Baidu’s Plato seems possessed by a low-class internet troll; there is truth to the popular online joke that it was trained on the Weibo comment section. Thanks to the burdened development of China's Internet content industry over the past decade, the quality of Chinese Internet content has deteriorated consistently. […] Moreover, each content platform has turned into a data silo in order to maximize user traffic, time, and business value. Even the contents of various contracts and documents have to be paywalled; how can you expect the Chinese version of ChatGPT to help you write emails? [Jordan [Schneider]: so much for China’s ‘data advantage’…] Last year, I heard a professor from Peking University share a set of data at a media event, confirming the current situation of Chinese Internet content quality: As of 2021, although the numbers of Simplified Chinese Internet users and English Internet users are comparable, English content accounts for 60.4% of the top 10 million websites in global rankings, while Chinese content accounts for only 1.4%. The poor quality of Chinese Internet content is the result of Chinese Internet companies, represented by Baidu and ByteDance, who rush to make quick profits. Instead of patiently transporting more books and literature into the Internet, these platforms judge the quality of content based on whether it kills time and drives revenue. After several years of precipitation, it is now difficult to search for high-quality information on the internet in Simplified Chinese, and it should not surprise us that these chatbots confuse themselves as soon as they are asked meaningful questions. [Jordan: I wonder to what extent the overall quality of discussion and thinking in a language will reflect how good its LLMs are. My hunch is that this is not how it will end up working out…]
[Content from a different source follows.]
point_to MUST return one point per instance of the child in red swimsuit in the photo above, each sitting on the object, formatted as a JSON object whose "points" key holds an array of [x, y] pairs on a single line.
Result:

Knowledge / data bases for training ChatGPT rivals are severely limited in China for the simple fact that most of the contents of the WWW are banned behind the Great Firewall. So long as the PRC is governed by the CCP, that is unlikely to change. Another liability for the development of ChatGPT rivals is that Chinese firms are dependent on the US for high speed processors. That too will not change in the foreseeable future. As to whether the linguistic foundations of data processing affect the volume of throughput one way or another, that remains to be demonstrated.